Although the profunda artery perforator flap has gained popularity in breast reconstruction, it has not been well described for reconstruction of head and neck defects. The authors report their experience with free profunda artery perforator flaps in postoncologic head and neck reconstruction.
A retrospective review of all free profunda artery perforator flaps used for head and neck reconstruction from 2016 to 2019 was performed.

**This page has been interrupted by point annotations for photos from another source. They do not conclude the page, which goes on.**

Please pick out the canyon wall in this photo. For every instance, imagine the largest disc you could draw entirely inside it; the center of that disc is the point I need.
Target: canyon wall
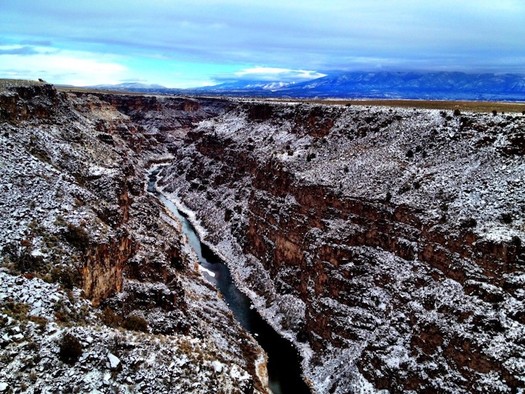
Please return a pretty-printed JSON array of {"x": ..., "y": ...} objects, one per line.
[
  {"x": 100, "y": 290},
  {"x": 386, "y": 243}
]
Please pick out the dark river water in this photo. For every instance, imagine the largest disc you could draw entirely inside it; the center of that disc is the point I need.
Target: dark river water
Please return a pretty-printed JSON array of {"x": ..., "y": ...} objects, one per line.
[{"x": 284, "y": 370}]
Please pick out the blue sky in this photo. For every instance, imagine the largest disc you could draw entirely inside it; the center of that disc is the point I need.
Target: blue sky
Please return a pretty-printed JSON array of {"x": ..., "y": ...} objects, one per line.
[{"x": 187, "y": 43}]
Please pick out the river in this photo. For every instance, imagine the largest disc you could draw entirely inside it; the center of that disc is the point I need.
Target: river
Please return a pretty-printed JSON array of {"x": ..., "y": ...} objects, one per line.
[{"x": 284, "y": 371}]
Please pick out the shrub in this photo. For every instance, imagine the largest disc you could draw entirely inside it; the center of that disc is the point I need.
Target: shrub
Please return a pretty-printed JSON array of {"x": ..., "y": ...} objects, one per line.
[
  {"x": 70, "y": 349},
  {"x": 110, "y": 318},
  {"x": 135, "y": 323},
  {"x": 76, "y": 236}
]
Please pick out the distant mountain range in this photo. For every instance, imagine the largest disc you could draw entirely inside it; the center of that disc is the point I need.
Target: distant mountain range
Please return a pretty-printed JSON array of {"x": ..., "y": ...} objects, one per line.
[{"x": 383, "y": 84}]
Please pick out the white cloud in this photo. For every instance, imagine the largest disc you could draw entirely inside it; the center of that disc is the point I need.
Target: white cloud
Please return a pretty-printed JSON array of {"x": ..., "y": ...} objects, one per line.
[{"x": 61, "y": 67}]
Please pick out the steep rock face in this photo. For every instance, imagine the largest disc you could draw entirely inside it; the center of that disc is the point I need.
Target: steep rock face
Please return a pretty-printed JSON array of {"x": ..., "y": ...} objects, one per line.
[
  {"x": 78, "y": 223},
  {"x": 388, "y": 241}
]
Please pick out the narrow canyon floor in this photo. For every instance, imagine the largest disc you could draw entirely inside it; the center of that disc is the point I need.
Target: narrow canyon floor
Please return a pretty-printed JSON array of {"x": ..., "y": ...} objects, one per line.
[{"x": 385, "y": 243}]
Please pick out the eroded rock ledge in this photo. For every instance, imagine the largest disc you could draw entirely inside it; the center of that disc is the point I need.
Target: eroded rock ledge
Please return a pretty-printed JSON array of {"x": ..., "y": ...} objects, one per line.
[
  {"x": 99, "y": 289},
  {"x": 386, "y": 243}
]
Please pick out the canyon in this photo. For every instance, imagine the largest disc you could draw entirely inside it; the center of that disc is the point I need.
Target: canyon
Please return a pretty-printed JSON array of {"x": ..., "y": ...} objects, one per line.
[{"x": 385, "y": 243}]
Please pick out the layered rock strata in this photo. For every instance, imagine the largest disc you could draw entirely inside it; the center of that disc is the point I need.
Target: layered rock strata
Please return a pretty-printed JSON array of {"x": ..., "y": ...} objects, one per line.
[{"x": 385, "y": 243}]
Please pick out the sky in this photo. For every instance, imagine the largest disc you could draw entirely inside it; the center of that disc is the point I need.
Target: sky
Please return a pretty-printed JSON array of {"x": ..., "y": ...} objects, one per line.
[{"x": 190, "y": 43}]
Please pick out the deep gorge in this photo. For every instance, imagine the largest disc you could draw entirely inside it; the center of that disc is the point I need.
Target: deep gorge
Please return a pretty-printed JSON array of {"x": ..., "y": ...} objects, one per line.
[{"x": 385, "y": 243}]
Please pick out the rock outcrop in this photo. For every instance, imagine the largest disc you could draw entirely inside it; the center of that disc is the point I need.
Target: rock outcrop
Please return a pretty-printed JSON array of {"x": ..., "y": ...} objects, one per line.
[
  {"x": 386, "y": 243},
  {"x": 93, "y": 269}
]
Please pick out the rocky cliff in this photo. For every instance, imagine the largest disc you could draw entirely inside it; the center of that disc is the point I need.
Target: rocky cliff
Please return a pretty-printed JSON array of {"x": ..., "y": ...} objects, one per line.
[
  {"x": 99, "y": 289},
  {"x": 386, "y": 243}
]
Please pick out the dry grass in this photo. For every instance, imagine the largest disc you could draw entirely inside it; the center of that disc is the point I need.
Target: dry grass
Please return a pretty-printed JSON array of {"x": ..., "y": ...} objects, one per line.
[{"x": 474, "y": 106}]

Overall, 61 profunda artery perforator flap reconstructions were performed: 45 single independent flaps, 12 in conjunction with a second free flap, and four in combination with two other free flaps. The profunda artery perforator flaps were most commonly used for reconstruction of the tongue (n = 19), cheek (n = 11), parotid (n = 10), and maxilla (n = 6). The profunda artery perforator flaps averaged 7.1 × 12.1 × 1.9 cm, with a mean pedicle length of 11.5 cm. The A, B, and C perforators were located at mean distances of 7.4 cm (range, 4 to 11.5 cm), 11.7 cm (range, 8 to 18 cm), and 16.1 cm (range, 14 to 20.5 cm) from the pubic tubercle along the axis of the adductor longus muscle and 7.9 cm (range, 7 to 11cm), 7.6 cm (range, 7 to 15.5 cm), and 7.2 cm (range, 6 to 16 cm) posterior and perpendicular to the axis. There were three partial flap losses. Eight patients (13 percent) had recipient-site complications necessitating operative intervention: four for vascular compromise of the profunda artery perforator flap, two for hematoma evacuation, and two for infection. Donor-site complications were noted in seven patients (11 percent), two of whom required operative intervention.
The profunda artery perforator flap is a versatile and reliable flap with consistent anatomy and a low complication rate. The profunda artery perforator flap seems to be a reasonable alternative for reconstruction of head and neck defects.
CLINICAL QUESTION/LEVEL OF EVIDENCE: Therapeutic, IV.
尽管深动脉穿支皮瓣在乳房重建中已得到广泛应用,但在头颈部缺损重建中尚未得到很好的描述。作者报告了他们在头颈部肿瘤后应用游离深动脉穿支皮瓣进行重建的经验。
对 2016 年至 2019 年期间用于头颈部重建的所有游离深动脉穿支皮瓣进行回顾性分析。
共进行了 61 例深动脉穿支皮瓣重建术:45 例为单一独立皮瓣,12 例与第二游离皮瓣联合,4 例与两个其他游离皮瓣联合。深动脉穿支皮瓣最常用于重建舌(n=19)、颊(n=11)、腮腺(n=10)和上颌(n=6)。深动脉穿支皮瓣平均大小为 7.1×12.1×1.9cm,蒂长平均为 11.5cm。A、B 和 C 穿支分别距耻骨结节沿内收长肌轴的平均距离为 7.4cm(范围为 4 至 11.5cm)、11.7cm(范围为 8 至 18cm)和 16.1cm(范围为 14 至 20.5cm),与轴垂直且距后 7.9cm(范围为 7 至 11cm)、7.6cm(范围为 7 至 15.5cm)和 7.2cm(范围为 6 至 16cm)。有 3 例部分皮瓣坏死。8 例患者(13%)发生吻合口并发症,需手术干预:4 例深动脉穿支皮瓣血管受压,2 例血肿清除,2 例感染。7 例患者(11%)发生供区并发症,其中 2 例需手术干预。
深动脉穿支皮瓣是一种具有可靠的解剖学和低并发症发生率的多功能皮瓣。深动脉穿支皮瓣似乎是头颈部缺损重建的合理选择。
临床问题/证据水平:治疗,IV。